What might cause some concern amongst our more self-serving political parties is that these young people have not abandoned politics.
They are not part of a 'disconnect' they are connected, savvy, registered and waiting to remind political parties that votes have to be earned, and so far, most politicians aren't really making the cut.
The 'Independent vote' might well be a feature of Northern elections, when they finally turn up.
*****
The Department for Communities had no good news when published its annual report on poverty last month, on 'Good Friday'
I have no idea why the day is called 'Good' Friday. It is not the happiest days in the liturgy or ritual commemorations of the Christian churches.
I guess it maybe started out as 'God Friday', in much the same way that "good bye" started life as "God be with you".
In any event, it was probably not a bad day to quietly publish a report that made sorrowful reading.
I doubt anybody in Fermanagh or further afield will be shocked to discover that a lot of people were even poorer last year than they were the year before.
It is poor consolation to find that it isn't only you.
The report informs us that, on average, for every £1.00 coming into each household in 2021/22, there was only £0.95 coming in, in 2022/23.
Those of us residing in the outback of the wealthy Kingdom were five pence in the pound poorer before we even spent a penny of our income last year.
The cost of living was and is still rising, so the value of the pound in our pockets was less than £0.85 compared with the year before.
The average for the rest of the UK was a drop of only one penny in the pound in household income.

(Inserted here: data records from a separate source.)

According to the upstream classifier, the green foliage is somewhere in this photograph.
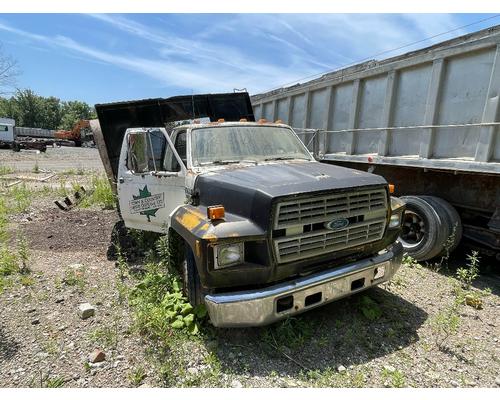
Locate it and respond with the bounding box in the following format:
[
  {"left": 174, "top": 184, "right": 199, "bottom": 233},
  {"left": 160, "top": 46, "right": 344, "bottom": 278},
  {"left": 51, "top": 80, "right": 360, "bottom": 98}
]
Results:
[
  {"left": 59, "top": 101, "right": 96, "bottom": 130},
  {"left": 402, "top": 253, "right": 420, "bottom": 268},
  {"left": 44, "top": 376, "right": 64, "bottom": 388},
  {"left": 17, "top": 234, "right": 30, "bottom": 274},
  {"left": 128, "top": 365, "right": 147, "bottom": 386},
  {"left": 0, "top": 245, "right": 19, "bottom": 277},
  {"left": 130, "top": 265, "right": 207, "bottom": 340},
  {"left": 0, "top": 89, "right": 96, "bottom": 130},
  {"left": 431, "top": 303, "right": 460, "bottom": 348},
  {"left": 359, "top": 296, "right": 382, "bottom": 321},
  {"left": 456, "top": 251, "right": 479, "bottom": 289},
  {"left": 262, "top": 317, "right": 314, "bottom": 350},
  {"left": 80, "top": 176, "right": 116, "bottom": 210},
  {"left": 0, "top": 165, "right": 14, "bottom": 175},
  {"left": 382, "top": 368, "right": 407, "bottom": 388}
]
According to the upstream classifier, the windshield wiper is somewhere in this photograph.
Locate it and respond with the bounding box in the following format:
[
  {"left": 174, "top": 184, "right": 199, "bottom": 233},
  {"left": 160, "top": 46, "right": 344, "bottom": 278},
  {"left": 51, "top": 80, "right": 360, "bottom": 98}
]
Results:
[{"left": 264, "top": 156, "right": 307, "bottom": 161}]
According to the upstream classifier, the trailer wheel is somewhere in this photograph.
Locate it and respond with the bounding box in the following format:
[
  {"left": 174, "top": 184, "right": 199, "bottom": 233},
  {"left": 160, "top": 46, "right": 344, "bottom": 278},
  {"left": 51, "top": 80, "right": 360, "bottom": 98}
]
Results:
[
  {"left": 182, "top": 243, "right": 205, "bottom": 307},
  {"left": 399, "top": 196, "right": 448, "bottom": 261},
  {"left": 422, "top": 196, "right": 462, "bottom": 255}
]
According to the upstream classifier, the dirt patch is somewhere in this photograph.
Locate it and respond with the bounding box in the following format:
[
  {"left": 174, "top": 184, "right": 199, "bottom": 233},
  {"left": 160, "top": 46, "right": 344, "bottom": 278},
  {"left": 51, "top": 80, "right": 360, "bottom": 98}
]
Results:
[{"left": 20, "top": 205, "right": 119, "bottom": 253}]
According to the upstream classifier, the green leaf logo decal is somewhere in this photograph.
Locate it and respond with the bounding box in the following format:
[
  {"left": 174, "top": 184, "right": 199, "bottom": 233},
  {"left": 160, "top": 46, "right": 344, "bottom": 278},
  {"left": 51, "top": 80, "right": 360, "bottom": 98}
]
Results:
[{"left": 129, "top": 185, "right": 165, "bottom": 222}]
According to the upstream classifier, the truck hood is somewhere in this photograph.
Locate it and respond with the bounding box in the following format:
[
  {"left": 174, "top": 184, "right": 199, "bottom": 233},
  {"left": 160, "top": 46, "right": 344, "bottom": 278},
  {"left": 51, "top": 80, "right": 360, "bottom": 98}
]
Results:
[{"left": 195, "top": 161, "right": 387, "bottom": 230}]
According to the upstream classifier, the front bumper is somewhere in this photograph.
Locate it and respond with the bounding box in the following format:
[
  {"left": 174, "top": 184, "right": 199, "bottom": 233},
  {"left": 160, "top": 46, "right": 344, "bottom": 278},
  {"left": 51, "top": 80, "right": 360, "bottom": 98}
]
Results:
[{"left": 205, "top": 242, "right": 403, "bottom": 328}]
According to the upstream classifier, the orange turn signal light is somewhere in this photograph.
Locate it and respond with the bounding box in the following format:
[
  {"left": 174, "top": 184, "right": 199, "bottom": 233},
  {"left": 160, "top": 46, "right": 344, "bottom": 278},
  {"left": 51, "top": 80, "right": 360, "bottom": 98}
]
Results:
[{"left": 207, "top": 205, "right": 226, "bottom": 221}]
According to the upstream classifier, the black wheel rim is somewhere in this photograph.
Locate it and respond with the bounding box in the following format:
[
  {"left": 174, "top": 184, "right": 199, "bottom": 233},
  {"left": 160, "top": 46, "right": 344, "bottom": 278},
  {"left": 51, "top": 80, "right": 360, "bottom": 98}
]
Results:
[{"left": 399, "top": 210, "right": 427, "bottom": 249}]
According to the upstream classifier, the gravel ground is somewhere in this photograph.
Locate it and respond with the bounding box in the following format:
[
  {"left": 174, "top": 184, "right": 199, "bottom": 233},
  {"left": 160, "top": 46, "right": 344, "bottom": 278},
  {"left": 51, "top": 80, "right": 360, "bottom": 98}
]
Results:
[
  {"left": 0, "top": 156, "right": 500, "bottom": 387},
  {"left": 0, "top": 146, "right": 104, "bottom": 172}
]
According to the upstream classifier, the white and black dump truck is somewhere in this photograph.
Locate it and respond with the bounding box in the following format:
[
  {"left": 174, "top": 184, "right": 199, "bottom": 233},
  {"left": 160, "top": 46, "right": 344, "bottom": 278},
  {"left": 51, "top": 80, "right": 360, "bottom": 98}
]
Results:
[{"left": 251, "top": 25, "right": 500, "bottom": 266}]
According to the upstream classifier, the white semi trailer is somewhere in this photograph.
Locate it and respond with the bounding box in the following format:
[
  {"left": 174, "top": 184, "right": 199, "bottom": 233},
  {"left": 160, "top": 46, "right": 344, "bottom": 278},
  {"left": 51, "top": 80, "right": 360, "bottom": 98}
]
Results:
[{"left": 251, "top": 25, "right": 500, "bottom": 260}]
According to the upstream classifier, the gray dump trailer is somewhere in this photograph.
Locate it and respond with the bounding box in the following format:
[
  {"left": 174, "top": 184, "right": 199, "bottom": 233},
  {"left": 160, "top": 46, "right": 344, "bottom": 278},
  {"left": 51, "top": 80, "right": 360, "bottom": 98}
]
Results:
[{"left": 251, "top": 25, "right": 500, "bottom": 260}]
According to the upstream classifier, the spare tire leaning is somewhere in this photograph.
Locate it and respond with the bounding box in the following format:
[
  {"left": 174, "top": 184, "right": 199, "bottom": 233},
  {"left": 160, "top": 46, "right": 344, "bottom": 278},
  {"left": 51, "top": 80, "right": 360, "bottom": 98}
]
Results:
[
  {"left": 422, "top": 196, "right": 462, "bottom": 255},
  {"left": 399, "top": 196, "right": 449, "bottom": 261}
]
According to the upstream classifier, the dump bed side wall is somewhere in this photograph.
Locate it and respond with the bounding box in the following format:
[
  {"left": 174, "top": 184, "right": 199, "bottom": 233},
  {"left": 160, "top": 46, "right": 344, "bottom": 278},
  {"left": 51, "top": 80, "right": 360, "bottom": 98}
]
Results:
[{"left": 252, "top": 26, "right": 500, "bottom": 174}]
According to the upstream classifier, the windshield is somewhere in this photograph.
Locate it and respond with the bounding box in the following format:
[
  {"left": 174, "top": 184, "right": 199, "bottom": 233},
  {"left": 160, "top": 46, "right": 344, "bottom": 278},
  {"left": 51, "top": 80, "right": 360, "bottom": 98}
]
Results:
[{"left": 191, "top": 125, "right": 311, "bottom": 166}]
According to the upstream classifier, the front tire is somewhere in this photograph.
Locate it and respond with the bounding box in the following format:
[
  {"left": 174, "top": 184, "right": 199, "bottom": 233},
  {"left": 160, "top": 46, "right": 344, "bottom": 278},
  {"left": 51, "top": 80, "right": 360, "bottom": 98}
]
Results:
[{"left": 399, "top": 196, "right": 449, "bottom": 261}]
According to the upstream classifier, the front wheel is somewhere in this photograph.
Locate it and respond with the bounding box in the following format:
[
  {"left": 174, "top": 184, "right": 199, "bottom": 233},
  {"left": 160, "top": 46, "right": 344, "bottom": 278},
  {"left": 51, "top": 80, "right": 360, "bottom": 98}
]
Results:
[{"left": 399, "top": 196, "right": 449, "bottom": 261}]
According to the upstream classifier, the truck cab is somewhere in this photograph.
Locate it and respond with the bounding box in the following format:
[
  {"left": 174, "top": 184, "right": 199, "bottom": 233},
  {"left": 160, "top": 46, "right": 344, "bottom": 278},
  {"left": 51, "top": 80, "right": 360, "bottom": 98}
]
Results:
[{"left": 110, "top": 120, "right": 405, "bottom": 327}]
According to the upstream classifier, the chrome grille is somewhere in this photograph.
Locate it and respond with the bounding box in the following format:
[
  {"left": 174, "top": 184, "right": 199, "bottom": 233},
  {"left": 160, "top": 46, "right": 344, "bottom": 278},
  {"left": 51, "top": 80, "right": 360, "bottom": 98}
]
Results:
[
  {"left": 273, "top": 188, "right": 387, "bottom": 263},
  {"left": 274, "top": 219, "right": 385, "bottom": 263},
  {"left": 274, "top": 189, "right": 387, "bottom": 229}
]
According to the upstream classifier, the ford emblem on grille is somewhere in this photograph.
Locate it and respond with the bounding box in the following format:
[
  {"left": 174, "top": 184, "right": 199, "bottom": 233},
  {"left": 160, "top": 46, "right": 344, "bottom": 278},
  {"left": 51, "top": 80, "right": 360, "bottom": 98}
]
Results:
[{"left": 325, "top": 218, "right": 349, "bottom": 231}]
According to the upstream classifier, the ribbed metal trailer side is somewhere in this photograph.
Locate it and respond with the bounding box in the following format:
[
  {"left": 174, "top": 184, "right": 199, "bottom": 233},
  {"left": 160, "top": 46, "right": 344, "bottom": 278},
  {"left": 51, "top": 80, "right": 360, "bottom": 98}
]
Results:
[{"left": 251, "top": 26, "right": 500, "bottom": 262}]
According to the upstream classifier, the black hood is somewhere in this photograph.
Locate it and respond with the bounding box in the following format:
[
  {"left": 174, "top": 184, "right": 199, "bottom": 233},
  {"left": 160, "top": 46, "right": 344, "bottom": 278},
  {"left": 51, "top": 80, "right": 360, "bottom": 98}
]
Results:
[{"left": 196, "top": 161, "right": 387, "bottom": 230}]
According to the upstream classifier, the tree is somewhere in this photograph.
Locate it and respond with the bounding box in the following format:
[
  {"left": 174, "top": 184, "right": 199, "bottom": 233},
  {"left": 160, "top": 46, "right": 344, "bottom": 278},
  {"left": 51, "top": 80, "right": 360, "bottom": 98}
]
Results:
[
  {"left": 40, "top": 96, "right": 62, "bottom": 129},
  {"left": 59, "top": 101, "right": 96, "bottom": 130},
  {"left": 11, "top": 89, "right": 45, "bottom": 128},
  {"left": 0, "top": 44, "right": 20, "bottom": 95}
]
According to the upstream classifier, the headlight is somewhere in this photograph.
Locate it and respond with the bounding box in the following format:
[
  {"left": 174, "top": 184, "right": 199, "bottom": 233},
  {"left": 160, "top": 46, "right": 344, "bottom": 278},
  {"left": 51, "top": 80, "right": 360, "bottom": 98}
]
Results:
[
  {"left": 214, "top": 243, "right": 245, "bottom": 269},
  {"left": 389, "top": 213, "right": 401, "bottom": 228}
]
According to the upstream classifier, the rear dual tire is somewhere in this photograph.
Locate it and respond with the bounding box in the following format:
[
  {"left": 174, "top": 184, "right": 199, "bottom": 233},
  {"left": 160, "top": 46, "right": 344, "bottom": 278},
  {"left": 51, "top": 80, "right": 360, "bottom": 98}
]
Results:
[{"left": 400, "top": 196, "right": 462, "bottom": 261}]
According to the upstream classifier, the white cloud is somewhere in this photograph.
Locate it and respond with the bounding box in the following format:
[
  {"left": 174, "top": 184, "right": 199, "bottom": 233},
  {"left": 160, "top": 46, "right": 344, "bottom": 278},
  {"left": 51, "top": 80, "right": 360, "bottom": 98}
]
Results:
[
  {"left": 0, "top": 14, "right": 464, "bottom": 93},
  {"left": 0, "top": 19, "right": 318, "bottom": 92}
]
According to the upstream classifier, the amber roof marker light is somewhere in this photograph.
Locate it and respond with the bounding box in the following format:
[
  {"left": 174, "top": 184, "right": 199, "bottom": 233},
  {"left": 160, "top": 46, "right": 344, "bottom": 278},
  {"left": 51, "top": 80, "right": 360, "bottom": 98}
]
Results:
[{"left": 207, "top": 205, "right": 226, "bottom": 221}]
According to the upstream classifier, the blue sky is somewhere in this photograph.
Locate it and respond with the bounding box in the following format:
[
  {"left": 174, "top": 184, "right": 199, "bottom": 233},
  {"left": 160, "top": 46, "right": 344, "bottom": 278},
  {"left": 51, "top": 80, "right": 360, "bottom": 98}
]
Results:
[{"left": 0, "top": 14, "right": 500, "bottom": 104}]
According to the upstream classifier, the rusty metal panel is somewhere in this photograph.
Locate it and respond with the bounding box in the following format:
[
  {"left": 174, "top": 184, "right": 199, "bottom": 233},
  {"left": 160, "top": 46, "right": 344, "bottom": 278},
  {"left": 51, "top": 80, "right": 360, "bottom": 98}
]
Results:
[
  {"left": 354, "top": 76, "right": 387, "bottom": 154},
  {"left": 326, "top": 84, "right": 352, "bottom": 153},
  {"left": 431, "top": 49, "right": 495, "bottom": 158},
  {"left": 389, "top": 64, "right": 432, "bottom": 156},
  {"left": 261, "top": 101, "right": 274, "bottom": 121},
  {"left": 308, "top": 88, "right": 328, "bottom": 129}
]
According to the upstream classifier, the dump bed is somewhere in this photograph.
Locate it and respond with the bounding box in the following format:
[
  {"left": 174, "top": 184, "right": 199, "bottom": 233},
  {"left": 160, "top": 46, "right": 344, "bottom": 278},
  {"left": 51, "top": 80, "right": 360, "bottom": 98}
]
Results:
[
  {"left": 251, "top": 25, "right": 500, "bottom": 175},
  {"left": 90, "top": 92, "right": 254, "bottom": 183}
]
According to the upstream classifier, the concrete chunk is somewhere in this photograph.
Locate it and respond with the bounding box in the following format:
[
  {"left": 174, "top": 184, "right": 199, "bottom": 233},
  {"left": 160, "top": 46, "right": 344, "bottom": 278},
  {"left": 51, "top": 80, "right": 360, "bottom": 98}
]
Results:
[{"left": 78, "top": 303, "right": 95, "bottom": 319}]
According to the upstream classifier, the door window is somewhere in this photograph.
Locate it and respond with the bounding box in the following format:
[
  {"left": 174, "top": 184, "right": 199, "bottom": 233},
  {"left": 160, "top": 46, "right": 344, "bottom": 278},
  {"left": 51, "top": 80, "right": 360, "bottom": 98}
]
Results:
[
  {"left": 127, "top": 129, "right": 167, "bottom": 174},
  {"left": 164, "top": 131, "right": 187, "bottom": 172}
]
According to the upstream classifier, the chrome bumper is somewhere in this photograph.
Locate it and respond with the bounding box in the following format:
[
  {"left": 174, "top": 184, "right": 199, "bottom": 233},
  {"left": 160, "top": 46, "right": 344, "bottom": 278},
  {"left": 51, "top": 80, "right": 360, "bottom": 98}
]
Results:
[{"left": 205, "top": 242, "right": 403, "bottom": 328}]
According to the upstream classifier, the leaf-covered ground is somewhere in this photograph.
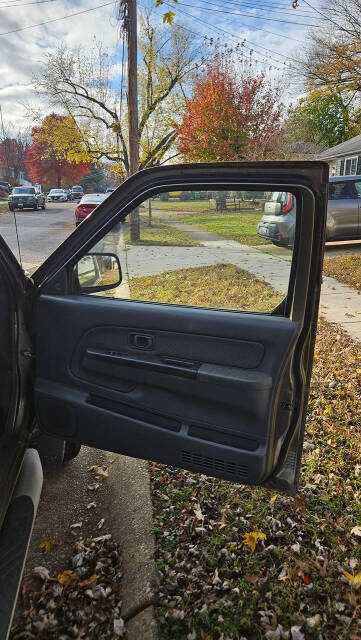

None of that comparison arose from the existence real or perceived of a sea border.
Children and working adults experienced the greatest increase in poverty, with almost one child in every four living in relative poverty and almost one in five in absolute poverty.
The 'triple lock' policy protected pensioners. It requires the state pension payments to increase at the same rate as the highest cost increase, which was inflation.
That helped ensure that there were fewer pensioners living in poverty, which is of little comfort to those who were.
Meanwhile, The Guardian reported that the richest person on the planet 75-year-old Bernard Arnault had a 10 per cent increase in his income on last year.
A total of $70trillion is expected to be inherited by the next generation (of idle rich kids who didn't earn it) over the next 20 years.
In what kind of world is that financial disparity anything but obscene?
A 75 per cent Inheritance Tax for billionaires would go a long way towards solving world poverty, without impoverishing the brats.
*****
We haven't yet heard from the new DfC Minister about an urgent timetable for bring forward an Anti- Poverty strategy with a prevention of Child Poverty at its core.
That should have been the first priority. Children going hungry and cold are unacceptable vistas in a State that has so much money to throw into weapons manufacture, supporting genocide and prolonging wars.
*****
Well now, Fermanagh! What about the most westerly county in the UK and the most rural in Northern Ireland being home to the Best Weekly Newspaper in The UK?
Congratulations to the Editor, and the whole team at The Impartial Reporter, on their very recent success in scooping that accolade, who bring such diversity of content into one whole, cohesive paper together every single week.
It is not as stress-free as they make it look.